Rowling graduated from the University in 1976 with a bachelor's in business administration and went to law school at Southern Methodist University. He sits in the minority of folks who have their family names etched in stone on campus: Reese M. Rowling Hall, on the east side of Royal-Memorial Stadium, houses the Touchdown Club and 62 stadium suites that each fetch around $75,000 every season.

That wing of the stadium was named after Rowling's father after the regent donated $5 million to athletics, in part to help construct the giant practice bubble for football on the corner of Red River and Dean Keeton streets.

Reese Rowling hired his son in 1972 to work with him at Tana Oil and Gas. Ten years later, the two founded the Teco Pipeline Company. They later sold most of Tana's assests to Texaco Inc. in 1989 for $476 million, forming the company TRT Holdings that same year.

Regent Rowling is currently the chairman of the board, director and owner of TRT Holdings, which has diversified its interests in the last few years. TRT bought Omni Hotels in 1996 (Rowling is its chairman), sold Corpus Christi National Bank in 1985 and bought Gold's Gym in 1994. The company also invested $25 million in the Mexican dollar store Waldo's in 2003, and still owns the Tana Holdings Corp. and Tana Exploration Company. The company also owns assets of GGI Holdings, Nueces Insurance Company and an aeronautical company.

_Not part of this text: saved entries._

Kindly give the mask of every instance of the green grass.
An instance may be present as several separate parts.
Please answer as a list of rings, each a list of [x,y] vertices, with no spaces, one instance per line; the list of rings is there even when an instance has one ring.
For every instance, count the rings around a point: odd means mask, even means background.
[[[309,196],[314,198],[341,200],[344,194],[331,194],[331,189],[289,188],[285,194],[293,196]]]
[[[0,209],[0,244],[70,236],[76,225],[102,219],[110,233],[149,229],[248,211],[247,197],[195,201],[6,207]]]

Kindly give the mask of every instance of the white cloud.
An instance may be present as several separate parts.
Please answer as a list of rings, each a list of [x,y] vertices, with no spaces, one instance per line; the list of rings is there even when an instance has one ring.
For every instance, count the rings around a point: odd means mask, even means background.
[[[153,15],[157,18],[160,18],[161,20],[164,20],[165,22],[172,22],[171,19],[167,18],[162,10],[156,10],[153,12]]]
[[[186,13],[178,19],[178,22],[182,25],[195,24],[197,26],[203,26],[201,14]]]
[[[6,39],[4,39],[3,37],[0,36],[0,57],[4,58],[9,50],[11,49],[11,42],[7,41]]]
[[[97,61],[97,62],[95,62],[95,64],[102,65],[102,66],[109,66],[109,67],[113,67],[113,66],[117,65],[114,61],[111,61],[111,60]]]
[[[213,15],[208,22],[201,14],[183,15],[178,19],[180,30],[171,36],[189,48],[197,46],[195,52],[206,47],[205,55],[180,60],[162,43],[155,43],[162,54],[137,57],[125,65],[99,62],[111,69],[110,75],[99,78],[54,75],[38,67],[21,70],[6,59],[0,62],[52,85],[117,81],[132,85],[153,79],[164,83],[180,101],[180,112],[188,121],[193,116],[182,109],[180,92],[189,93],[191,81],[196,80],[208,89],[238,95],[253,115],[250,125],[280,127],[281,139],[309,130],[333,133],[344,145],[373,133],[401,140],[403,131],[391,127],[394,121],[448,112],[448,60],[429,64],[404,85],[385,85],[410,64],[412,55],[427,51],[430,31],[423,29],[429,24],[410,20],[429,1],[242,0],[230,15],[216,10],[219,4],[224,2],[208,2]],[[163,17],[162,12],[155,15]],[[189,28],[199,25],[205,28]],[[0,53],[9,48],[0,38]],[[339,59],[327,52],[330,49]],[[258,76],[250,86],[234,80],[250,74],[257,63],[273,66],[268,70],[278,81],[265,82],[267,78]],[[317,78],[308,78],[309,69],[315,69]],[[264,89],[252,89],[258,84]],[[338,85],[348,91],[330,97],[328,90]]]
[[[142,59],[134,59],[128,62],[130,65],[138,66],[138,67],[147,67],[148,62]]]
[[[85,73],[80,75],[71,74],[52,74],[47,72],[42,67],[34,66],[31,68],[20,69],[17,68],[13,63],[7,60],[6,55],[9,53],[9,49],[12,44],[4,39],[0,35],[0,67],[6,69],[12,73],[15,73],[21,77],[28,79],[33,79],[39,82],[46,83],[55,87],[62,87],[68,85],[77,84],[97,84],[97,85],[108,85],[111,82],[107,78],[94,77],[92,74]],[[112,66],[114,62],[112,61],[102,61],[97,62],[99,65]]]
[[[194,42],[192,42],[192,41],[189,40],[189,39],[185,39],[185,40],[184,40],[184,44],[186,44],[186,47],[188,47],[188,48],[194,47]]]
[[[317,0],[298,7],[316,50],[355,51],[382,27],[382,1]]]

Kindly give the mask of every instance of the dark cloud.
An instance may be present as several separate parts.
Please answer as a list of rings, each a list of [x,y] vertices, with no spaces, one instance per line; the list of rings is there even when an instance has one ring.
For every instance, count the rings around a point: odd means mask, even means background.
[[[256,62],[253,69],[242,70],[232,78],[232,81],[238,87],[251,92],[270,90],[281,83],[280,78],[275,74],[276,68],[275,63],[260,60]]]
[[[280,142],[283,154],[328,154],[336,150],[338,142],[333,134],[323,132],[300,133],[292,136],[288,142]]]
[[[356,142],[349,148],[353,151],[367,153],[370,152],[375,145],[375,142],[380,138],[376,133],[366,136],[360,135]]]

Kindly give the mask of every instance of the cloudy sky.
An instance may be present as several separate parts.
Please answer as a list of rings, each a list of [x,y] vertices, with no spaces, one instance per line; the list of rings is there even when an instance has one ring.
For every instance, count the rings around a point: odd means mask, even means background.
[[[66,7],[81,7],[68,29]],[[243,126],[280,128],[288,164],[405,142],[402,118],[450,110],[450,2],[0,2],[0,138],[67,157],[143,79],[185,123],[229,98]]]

TRT owns considerable real estate in Corpus Christi (about one-fifth of the surface area of downtown), where TRT was based until Rowling moved it to Irving in 1997. In April, TRT was negotiating with Corpus Christi to develop a seaside amusement park.

In the past, Rowling has sat on the corporate boards for NationsBank of Texas and the J.G. Boswell Company. Recent financial statements list major stock holdings (more than 10,000 shares) of the energy holdings company PG&E Corp., Bank of America and Horizon Oil Limited. He also holds more than 5,000 shares of ExxonMobil. He additionally receives income in excess of $25,000 a year from Conoco Phillips, North Central Oil, Kaler Energy, Blackstone Ivory and RRP, Inc.

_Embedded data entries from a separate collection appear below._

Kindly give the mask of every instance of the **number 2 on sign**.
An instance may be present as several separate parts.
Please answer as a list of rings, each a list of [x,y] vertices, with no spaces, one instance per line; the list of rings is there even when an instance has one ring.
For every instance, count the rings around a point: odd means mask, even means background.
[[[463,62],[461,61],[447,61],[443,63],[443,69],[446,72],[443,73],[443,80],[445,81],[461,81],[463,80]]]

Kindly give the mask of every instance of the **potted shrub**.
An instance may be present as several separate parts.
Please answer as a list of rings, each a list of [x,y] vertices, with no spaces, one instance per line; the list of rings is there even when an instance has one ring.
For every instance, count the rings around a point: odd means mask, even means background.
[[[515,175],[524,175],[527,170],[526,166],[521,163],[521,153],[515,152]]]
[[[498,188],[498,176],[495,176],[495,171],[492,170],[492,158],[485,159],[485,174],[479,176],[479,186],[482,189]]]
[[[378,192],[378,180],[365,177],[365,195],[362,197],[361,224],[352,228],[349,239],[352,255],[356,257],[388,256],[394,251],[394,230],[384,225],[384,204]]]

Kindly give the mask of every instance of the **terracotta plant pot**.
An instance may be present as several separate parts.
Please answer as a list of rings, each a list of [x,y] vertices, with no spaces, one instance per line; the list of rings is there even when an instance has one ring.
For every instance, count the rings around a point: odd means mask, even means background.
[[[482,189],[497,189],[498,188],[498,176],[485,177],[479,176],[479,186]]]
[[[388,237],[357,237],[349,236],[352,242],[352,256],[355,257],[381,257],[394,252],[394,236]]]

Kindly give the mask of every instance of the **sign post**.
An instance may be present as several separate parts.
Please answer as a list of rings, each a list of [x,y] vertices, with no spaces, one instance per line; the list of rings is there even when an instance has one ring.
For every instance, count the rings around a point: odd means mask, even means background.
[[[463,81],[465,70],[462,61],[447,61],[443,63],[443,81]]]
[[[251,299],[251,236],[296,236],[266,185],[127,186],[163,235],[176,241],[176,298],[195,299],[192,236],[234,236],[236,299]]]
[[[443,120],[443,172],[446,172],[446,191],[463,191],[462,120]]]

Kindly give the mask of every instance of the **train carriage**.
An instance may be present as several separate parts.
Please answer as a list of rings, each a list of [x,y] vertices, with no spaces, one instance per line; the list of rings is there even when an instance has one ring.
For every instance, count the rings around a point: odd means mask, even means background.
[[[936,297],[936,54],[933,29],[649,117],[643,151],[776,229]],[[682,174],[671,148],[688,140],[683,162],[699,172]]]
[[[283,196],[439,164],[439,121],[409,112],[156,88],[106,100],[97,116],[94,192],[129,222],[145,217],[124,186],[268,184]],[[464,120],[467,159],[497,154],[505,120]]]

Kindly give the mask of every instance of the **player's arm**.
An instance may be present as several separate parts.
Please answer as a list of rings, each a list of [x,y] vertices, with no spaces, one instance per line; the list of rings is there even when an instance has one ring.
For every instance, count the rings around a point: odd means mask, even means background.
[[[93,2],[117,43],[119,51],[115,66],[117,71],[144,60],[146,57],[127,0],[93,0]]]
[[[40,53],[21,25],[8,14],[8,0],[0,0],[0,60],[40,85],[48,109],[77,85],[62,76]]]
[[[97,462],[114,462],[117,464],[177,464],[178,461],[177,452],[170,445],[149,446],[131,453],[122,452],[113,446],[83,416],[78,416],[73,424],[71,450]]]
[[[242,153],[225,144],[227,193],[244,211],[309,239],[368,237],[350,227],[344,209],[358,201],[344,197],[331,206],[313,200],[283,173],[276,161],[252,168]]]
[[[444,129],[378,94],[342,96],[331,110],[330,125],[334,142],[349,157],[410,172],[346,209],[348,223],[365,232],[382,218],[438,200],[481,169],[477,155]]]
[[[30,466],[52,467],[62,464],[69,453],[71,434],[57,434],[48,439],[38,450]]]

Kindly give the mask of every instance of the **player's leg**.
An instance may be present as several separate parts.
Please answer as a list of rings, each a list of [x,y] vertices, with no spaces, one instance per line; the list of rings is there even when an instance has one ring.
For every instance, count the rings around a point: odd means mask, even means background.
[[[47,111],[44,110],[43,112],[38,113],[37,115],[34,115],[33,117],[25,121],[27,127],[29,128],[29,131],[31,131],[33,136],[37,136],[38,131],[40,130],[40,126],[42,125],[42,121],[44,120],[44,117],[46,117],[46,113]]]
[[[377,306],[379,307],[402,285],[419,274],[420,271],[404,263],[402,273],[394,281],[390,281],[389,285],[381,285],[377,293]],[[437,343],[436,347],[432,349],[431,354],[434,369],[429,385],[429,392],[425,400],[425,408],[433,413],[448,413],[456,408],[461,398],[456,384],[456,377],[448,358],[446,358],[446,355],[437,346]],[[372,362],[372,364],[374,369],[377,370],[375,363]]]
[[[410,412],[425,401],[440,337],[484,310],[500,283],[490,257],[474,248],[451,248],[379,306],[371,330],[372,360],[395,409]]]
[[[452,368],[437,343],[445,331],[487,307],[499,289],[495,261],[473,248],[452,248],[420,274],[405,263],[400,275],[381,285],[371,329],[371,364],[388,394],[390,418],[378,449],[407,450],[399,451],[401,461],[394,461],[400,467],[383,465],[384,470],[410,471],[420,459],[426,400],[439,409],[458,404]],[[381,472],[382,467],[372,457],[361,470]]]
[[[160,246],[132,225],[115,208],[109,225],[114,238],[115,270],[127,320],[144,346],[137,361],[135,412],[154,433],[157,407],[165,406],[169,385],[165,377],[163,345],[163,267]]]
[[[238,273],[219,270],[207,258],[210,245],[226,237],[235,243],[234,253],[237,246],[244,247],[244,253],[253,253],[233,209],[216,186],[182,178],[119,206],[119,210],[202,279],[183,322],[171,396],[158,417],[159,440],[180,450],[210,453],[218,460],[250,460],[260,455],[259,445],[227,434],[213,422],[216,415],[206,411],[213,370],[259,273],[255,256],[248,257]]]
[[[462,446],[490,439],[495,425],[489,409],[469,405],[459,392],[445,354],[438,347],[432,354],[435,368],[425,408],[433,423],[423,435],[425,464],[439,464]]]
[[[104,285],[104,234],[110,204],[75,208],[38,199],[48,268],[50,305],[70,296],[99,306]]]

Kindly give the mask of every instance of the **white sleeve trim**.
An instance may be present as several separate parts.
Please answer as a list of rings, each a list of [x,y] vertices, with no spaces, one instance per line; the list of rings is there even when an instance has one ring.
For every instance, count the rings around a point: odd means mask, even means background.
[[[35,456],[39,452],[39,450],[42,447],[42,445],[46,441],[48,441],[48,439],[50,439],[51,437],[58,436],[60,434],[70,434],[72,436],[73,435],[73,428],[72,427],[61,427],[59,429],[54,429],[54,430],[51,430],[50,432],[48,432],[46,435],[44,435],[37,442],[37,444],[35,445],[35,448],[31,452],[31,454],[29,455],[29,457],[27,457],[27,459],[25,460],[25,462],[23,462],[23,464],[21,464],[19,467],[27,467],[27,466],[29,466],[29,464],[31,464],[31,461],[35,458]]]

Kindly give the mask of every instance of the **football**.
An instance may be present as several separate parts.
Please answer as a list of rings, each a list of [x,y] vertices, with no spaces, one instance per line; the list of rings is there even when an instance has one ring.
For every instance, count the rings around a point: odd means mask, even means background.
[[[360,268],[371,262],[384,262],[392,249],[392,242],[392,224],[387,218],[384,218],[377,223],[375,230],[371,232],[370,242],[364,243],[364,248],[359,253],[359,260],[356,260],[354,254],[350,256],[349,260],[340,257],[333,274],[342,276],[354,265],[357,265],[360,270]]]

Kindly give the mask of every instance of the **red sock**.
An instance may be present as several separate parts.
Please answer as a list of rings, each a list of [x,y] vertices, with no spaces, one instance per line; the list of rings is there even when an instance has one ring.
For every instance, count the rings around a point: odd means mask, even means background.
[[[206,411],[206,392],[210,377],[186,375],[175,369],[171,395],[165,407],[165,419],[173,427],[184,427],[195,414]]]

Being appointed regent was Rowling's first step into the public sector, but he is no stranger to political influence. He was a Bush pioneer, pledging to raise more than $100,000 for the president's campaign, in both 2000 and 2004, and has donated heavily to state Republican leaders. Combined, Gov. Perry and Attorney General Greg Abbott have been the beneficiaries of nearly $500,000 in Rowling donations over the past six years. He has given more than $1 million to Republican campaigns over the last decade.

Rowling has the air of a staid family man, and some of his actions with Omni Hotels reflect this. In 1999, he announced that Omni Hotels would turn down an estimated $4 million a year by discontinuing carrying pornography, because he did not want his children to think porn was a legitimate way to make money. In addition to his position with Young Life, he donates heavily to other Christian youth groups.

Through it all, he has been a deep-pocketed ally of Gov. Perry. Much like Regent Rita Clements, whose husband, former Gov. William Clements, donated $100,000 to Gov. Perry less than a year after Perry reappointed Clements to the board of regents, Rowling made a $100,000 donation of his own. On June 22, 2005, he cut Perry two checks that totaled the six-figure amount.